When clinical factors were integrated with radiomics features to establish a fusion model, we observed improved performance. The clinical-radiomics model outperformed both the clinical model and the radiomics model in terms of predictive performance and clinical utility. Based on the best model, we constructed a corresponding nomogram that effectively distinguished high-risk patients from low-risk patients in both the development cohort (HR: 38.75; 95% CI: 16.40–91.54; p < 0.001) and the test cohort (HR: 37.18; 95% CI: 13.35–103.59; p < 0.001). By grouping patients according to the nomogram risk, we found that the 3-year PFS rate for the high-risk group was 39.3%, which decreased to only 17.4% at 5 years. In contrast, the PFS rate in the low-risk group remained high at various time points. Interestingly, the clinical-radiomics model demonstrated superior predictive power in patients with severe NVC and typical pain compared to those with slight NVC and atypical pain. Our findings suggest that there may be other factors (such as central mechanisms) involved in the development of CTN with slight NVC or atypical pain, which correspondingly affects the prognosis of MVD.

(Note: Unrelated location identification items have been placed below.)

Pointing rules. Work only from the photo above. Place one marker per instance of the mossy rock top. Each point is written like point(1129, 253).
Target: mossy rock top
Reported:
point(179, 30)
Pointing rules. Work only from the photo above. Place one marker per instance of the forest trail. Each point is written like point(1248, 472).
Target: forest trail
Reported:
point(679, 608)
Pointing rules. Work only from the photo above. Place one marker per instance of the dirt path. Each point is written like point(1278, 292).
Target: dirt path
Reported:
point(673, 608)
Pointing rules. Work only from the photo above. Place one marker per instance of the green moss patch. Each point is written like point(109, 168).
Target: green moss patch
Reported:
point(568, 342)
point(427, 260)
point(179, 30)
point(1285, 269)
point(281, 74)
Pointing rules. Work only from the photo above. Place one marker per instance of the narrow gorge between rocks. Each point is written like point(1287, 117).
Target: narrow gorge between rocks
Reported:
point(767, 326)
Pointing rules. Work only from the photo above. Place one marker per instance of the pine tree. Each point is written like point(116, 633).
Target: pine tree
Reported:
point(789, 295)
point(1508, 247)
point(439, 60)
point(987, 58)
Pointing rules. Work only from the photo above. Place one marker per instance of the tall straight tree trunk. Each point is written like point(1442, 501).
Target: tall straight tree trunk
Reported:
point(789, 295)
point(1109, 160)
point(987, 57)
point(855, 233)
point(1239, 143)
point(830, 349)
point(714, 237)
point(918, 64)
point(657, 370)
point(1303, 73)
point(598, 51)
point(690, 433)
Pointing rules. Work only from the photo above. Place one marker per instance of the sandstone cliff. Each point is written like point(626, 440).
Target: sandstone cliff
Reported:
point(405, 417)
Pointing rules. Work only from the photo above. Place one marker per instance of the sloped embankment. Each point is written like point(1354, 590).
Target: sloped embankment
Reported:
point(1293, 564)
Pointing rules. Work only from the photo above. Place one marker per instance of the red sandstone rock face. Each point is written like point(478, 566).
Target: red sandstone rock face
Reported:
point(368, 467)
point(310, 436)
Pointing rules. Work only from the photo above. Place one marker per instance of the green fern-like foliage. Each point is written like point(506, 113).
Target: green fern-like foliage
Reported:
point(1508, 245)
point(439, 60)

Our study had several limitations. First, the retrospective nature of the study may introduce inherent biases, although we included external validation data from two other independent hospitals. To validate the model, further prospective studies are needed. Second, we had to exclude CTN patients with vertebrobasilar dolichoectasia because the trigeminal root was severely detorted and could not be identified. Third, the MRIs that are currently used include other sequences, such as three-dimensional volumetric interpolated breath-hold examinations and three-dimensional turbo spin echo sequences, which are not commonly performed in these centers. These additional sequences may provide additional features and further improve the predictive accuracy. Fourth, a volume effect may exist and correspondingly affect the boundary of the trigeminal root. Fifth, MVD surgeries were performed by more than three senior neurosurgeons in three independent hospitals, leading to inevitable differences in MVD outcomes. Finally, in this large-scale data study, two neuroradiologists manually delineated the trigeminal root. Therefore, it is important for future research to develop more effective automatic segmentation tools.

The results of our study demonstrated that radiomics features can add value to the existing predictive model. Our clinical-radiomics nomogram is a robust and externally validated prediction tool and has the potential to be utilized in clinical practice. However, the clinical application of nomograms in real-world practice still still has a long way to go. Despite significant improvements in predictive power and stability, there remains a risk of incorrect predictions that could harm patients’ interests. Furthermore, challenges related to data accessibility, computational resources, and the interpretability of radiomics features also pose additional obstacles.